I was thinking about quantum superposition and stumbled into something that made me quite uncomfortable. Consider a qubit with Hamiltonian eigenstates $|0\rangle$ and $|1\rangle$. To each of these eigenstates we can associate a corresponding density operator;
$$\rho_0=|0\rangle\langle0|,\quad\rho_1=|1\rangle\langle1|.$$
If we then write the most general pure state in the Bloch coordinates we have
$$|\psi\rangle=\cos\frac{\theta}{2}|0\rangle+e^{i\phi}\sin\frac{\theta}{2}|1\rangle,$$
which corresponds to the density matrix
$$\rho=|\psi\rangle\langle\psi|=\cos^2\frac{\theta}{2}|0\rangle\langle0|+e^{i\phi}\sin\frac{\theta}{2}\cos\frac{\theta}{2}|1\rangle\langle0|+e^{-i\phi}\sin\frac{\theta}{2}\cos\frac{\theta}{2}|0\rangle\langle1|+\sin^2\frac{\theta}{2}|1\rangle\langle1|.$$
This clearly cannot be written as a superposition of $\rho_0$ and $\rho_1$. There's a pair of elements ($|0\rangle\langle1|$ and $|1\rangle\langle0|$) which is not generated when we take the eigenstates as a basis.

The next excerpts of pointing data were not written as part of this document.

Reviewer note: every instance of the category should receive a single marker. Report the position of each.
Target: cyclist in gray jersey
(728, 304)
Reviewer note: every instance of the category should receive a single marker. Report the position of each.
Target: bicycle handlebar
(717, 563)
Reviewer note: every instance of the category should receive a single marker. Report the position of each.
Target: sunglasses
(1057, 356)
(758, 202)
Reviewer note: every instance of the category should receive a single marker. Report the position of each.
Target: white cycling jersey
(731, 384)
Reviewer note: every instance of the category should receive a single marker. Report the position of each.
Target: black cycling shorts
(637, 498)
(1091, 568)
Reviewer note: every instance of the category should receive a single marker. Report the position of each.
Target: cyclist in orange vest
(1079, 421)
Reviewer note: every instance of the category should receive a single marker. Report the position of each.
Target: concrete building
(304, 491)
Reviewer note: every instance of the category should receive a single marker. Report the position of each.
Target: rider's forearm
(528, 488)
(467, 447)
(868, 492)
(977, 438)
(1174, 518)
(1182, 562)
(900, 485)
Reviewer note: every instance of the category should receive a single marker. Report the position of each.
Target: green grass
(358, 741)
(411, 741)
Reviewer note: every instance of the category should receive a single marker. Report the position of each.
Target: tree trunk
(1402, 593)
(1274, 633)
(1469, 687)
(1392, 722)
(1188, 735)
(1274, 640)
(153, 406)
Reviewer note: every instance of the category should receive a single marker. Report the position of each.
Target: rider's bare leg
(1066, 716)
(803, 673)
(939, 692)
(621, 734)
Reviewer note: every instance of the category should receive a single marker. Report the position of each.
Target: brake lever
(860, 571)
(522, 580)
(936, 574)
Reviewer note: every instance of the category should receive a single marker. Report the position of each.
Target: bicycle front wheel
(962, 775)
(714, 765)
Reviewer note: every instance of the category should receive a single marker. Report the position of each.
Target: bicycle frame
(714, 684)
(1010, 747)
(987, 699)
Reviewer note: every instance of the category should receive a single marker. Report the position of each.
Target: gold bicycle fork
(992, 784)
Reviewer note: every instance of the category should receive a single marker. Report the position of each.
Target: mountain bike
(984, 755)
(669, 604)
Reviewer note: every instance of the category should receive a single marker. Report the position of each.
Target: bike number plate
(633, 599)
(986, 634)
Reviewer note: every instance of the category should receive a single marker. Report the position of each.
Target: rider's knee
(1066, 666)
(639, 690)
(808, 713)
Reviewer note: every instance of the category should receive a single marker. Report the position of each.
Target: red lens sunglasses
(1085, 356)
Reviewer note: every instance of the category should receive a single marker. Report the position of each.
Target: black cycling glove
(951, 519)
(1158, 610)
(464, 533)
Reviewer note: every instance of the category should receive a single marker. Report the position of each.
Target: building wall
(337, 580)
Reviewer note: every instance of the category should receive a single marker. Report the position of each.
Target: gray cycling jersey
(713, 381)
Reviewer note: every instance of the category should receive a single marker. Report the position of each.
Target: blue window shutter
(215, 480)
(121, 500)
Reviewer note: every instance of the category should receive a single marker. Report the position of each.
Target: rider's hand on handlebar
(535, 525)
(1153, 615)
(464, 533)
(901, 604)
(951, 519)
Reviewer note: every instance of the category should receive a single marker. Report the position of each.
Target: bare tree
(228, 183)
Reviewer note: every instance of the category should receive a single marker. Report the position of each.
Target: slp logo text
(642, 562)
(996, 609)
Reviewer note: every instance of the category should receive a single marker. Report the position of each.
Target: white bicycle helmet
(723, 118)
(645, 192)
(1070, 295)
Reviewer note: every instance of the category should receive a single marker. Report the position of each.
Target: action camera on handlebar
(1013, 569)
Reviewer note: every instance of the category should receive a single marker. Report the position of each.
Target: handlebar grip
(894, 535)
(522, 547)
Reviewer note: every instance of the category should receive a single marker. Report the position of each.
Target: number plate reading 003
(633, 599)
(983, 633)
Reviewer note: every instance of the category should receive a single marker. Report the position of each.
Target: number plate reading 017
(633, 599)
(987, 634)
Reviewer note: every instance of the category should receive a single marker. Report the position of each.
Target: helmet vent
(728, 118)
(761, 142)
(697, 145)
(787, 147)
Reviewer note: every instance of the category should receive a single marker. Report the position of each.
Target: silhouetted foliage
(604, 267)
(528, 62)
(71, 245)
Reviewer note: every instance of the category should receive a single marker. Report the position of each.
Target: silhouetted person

This bothers me since it seems to imply quantum superpositions are not quite like addition in the underlying space. The cross terms seem to show up out of nowhere. By applying the definitions, the terms are there and the calculations work out. But can someone give me some intuition as to why quantum superpositions have that form instead of a simpler, more intuitive
$$\rho=r\rho_0+(1-r)\rho_1?\quad(r\in[0,1])$$